20. Hâkimin özel hâlleri göz önünde tutarak, manevi zarar adı ile hak sahibine verilmesine karar vereceği para tutarı adalete uygun olmalıdır.

21. Hâkim manevi tazminatın miktarını tayin ederken saldırı teşkil eden eylem ve olayın özelliği yanında tarafların kusur oranını, sıfatını, işgal ettikleri makamı ve diğer sosyal ve ekonomik durumlarını da dikkate almalıdır.

22. Miktarın belirlenmesinde her olaya göre değişebilecek özel hâl ve şartların bulunacağı da gözetilerek takdir hakkını etkileyecek nedenler karar yerinde objektif olarak göstermelidir. Çünkü Kanun’un takdir hakkı verdiği hususlarda hâkimin hukuka ve hakkaniyete göre hüküm vereceği TMK'nın 4. maddesinde belirtilmiştir.

23. Hükmedilecek bu para, zarara uğrayanda manevi huzuru doğurmayı gerçekleştirecek tazminata benzer bir fonksiyonu olan özgün bir nitelik taşır.

24. Manevi tazminat bir ceza olmadığı gibi mal varlığı hukukuna dair bir zararın karşılanmasını da amaç edinmemiştir.

25. O hâlde bu tazminatın sınırı onun amacına göre belirlenmelidir.
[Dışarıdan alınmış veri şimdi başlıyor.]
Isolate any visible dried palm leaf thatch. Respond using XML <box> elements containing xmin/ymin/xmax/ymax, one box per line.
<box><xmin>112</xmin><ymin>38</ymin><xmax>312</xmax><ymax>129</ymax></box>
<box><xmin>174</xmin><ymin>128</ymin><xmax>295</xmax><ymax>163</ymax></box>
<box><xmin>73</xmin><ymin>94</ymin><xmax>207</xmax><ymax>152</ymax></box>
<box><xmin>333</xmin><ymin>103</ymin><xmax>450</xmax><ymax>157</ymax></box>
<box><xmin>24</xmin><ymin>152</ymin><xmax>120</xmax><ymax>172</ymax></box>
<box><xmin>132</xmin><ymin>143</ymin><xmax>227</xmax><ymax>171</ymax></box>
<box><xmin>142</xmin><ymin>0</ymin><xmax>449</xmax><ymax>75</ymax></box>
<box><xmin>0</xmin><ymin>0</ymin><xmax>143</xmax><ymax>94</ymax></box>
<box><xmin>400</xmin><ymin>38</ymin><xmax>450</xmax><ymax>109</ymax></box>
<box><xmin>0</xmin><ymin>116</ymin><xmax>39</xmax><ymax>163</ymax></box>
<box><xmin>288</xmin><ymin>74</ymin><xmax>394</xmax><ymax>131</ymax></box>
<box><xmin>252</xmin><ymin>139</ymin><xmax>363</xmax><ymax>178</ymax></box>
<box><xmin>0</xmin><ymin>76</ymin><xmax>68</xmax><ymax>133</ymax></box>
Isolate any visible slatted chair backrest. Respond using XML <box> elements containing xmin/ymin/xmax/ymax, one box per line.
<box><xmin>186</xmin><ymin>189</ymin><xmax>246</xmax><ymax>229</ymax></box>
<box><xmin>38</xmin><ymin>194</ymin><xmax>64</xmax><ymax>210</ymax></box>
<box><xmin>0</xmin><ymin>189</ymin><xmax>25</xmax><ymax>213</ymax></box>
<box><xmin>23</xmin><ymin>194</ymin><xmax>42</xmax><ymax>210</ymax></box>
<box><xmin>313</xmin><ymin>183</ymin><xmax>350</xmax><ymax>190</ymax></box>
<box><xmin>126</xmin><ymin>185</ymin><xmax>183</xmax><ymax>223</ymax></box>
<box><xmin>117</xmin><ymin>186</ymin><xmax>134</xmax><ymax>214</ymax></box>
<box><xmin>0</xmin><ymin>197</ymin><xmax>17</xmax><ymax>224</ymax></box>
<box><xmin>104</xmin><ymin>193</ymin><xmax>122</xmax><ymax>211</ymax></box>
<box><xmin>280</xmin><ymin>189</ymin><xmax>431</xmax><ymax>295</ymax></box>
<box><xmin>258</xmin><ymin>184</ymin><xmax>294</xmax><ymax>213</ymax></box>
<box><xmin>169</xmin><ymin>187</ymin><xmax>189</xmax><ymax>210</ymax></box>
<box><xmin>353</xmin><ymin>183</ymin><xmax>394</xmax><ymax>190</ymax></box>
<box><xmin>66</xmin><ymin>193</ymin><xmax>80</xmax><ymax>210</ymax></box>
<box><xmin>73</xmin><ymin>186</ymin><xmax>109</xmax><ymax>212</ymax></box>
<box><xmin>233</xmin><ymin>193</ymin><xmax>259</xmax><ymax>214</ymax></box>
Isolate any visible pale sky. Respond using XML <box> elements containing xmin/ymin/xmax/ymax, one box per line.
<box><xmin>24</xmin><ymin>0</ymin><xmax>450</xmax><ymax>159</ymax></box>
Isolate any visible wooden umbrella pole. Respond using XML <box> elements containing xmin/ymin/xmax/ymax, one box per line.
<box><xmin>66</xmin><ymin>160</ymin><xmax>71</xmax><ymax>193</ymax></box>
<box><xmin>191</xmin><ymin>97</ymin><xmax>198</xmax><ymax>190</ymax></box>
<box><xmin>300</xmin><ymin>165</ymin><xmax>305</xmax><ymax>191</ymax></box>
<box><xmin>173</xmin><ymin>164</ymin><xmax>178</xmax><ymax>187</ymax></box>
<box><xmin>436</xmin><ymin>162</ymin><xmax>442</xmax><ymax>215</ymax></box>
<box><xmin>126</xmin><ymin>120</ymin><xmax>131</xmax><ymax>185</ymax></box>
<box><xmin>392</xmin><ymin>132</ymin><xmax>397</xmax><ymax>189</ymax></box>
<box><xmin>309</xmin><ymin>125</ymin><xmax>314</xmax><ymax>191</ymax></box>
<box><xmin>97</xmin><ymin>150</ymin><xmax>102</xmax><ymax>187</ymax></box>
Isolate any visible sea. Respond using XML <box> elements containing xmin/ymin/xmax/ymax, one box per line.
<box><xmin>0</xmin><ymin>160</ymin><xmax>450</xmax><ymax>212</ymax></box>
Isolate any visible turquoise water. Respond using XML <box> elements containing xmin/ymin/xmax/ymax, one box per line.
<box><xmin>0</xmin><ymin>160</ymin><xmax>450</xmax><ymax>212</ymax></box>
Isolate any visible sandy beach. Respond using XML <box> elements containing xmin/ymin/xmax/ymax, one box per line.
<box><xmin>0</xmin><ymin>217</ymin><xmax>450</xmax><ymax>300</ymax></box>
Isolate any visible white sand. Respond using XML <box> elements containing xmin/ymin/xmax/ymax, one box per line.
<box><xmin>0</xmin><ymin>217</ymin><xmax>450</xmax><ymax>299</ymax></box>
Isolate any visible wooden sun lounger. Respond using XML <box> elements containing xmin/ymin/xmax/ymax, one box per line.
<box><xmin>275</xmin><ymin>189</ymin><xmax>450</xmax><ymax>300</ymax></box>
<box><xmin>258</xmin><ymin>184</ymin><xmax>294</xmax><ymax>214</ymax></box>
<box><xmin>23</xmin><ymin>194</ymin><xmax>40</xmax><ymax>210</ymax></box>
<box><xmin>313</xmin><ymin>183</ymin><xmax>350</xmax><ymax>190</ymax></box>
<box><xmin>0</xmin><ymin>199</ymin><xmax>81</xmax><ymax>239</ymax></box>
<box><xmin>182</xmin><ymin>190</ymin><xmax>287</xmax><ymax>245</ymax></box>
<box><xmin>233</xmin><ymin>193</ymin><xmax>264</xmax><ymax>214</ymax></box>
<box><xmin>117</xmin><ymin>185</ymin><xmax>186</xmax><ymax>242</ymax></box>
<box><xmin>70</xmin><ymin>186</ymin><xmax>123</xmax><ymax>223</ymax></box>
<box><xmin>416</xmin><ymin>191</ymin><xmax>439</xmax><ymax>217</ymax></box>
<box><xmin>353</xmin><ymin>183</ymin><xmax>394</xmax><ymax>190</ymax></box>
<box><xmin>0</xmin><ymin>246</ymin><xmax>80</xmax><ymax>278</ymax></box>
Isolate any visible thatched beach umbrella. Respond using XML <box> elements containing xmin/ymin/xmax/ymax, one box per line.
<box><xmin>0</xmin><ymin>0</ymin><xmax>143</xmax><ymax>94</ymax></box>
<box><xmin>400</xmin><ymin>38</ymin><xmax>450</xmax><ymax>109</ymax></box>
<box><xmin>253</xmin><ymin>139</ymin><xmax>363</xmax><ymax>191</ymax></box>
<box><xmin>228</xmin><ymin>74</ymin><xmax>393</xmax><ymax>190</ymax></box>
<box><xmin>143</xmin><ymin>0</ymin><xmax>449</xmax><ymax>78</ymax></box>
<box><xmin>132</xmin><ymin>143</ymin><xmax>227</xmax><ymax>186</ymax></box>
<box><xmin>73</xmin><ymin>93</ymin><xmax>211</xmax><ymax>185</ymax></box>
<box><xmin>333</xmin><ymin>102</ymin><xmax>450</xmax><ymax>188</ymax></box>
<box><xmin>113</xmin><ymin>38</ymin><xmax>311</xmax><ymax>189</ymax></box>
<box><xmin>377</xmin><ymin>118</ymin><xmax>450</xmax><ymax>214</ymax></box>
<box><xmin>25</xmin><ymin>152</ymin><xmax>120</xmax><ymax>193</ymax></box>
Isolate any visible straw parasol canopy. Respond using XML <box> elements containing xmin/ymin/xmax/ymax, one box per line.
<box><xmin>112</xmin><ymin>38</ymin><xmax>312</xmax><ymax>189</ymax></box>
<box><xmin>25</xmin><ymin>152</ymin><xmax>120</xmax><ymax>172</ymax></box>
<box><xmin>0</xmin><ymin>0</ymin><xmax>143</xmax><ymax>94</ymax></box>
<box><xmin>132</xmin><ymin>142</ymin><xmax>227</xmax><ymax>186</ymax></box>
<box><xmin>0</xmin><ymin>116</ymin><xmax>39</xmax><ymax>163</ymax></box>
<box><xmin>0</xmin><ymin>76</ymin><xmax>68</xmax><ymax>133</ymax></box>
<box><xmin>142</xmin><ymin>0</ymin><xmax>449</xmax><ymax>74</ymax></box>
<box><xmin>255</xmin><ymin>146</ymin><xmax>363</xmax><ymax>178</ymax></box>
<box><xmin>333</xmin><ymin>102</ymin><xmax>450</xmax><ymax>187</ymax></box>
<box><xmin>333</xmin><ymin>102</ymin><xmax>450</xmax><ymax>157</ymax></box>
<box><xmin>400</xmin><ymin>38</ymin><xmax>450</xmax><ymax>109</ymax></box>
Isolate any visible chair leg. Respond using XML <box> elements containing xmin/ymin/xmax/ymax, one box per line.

Takdir edilecek miktar, mevcut durumda elde edilmek istenilen tatmin duygusunun etkisine ulaşmak için gerekli olan kadar olmalıdır.

26. Tüm bu açıklamalar ve yasal düzenlemeler ışığında somut olay incelendiğinde; davalının davacıya yönelik gerçekleştirdiği eylemlerin kişilik haklarına saldırı ve haksız eylem niteliğinde olduğu hususunda Yerel Mahkeme ile Özel Daire arasında bir uyuşmazlık bulunmamaktadır.

27. Ancak olay tarihi, davalının davacıya yönelik iki ayrı fiilinin bulunması, olayların gelişim biçimi ve ağırlığı ile tarafların sosyal ve ekonomik durumları dikkate alındığında mahkemece davacı lehine hükmedilen manevi tazminat miktarı fazla olmayıp uygundur.

28. Hâl böyle olunca mahkemenin manevi tazminatın miktarının fazla olmadığı gerekçesiyle verdiği direnme kararı yerindedir.

29. Bu nedenle direnme kararı onanmalıdır.

IV. SONUÇ

Açıklanan nedenlerle;

Davalı vekilinin temyiz itirazlarının reddi ile direnme kararının ONANMASINA,

Aşağıda dökümü yazılı (380,66TL) harcın temyiz edenden alınmasına,

6100 sayılı Hukuk Muhakemeleri Kanunu'nun geçici 3. maddesine göre uygulanmakta olan 1086 sayılı Hukuk Usulü Muhakemeleri Kanunu'nun 440/III-1. maddesi uyarınca karar düzeltme yolu kapalı olmak üzere, 09.12.2021 tarihinde oy birliği ile kesin olarak karar verildi.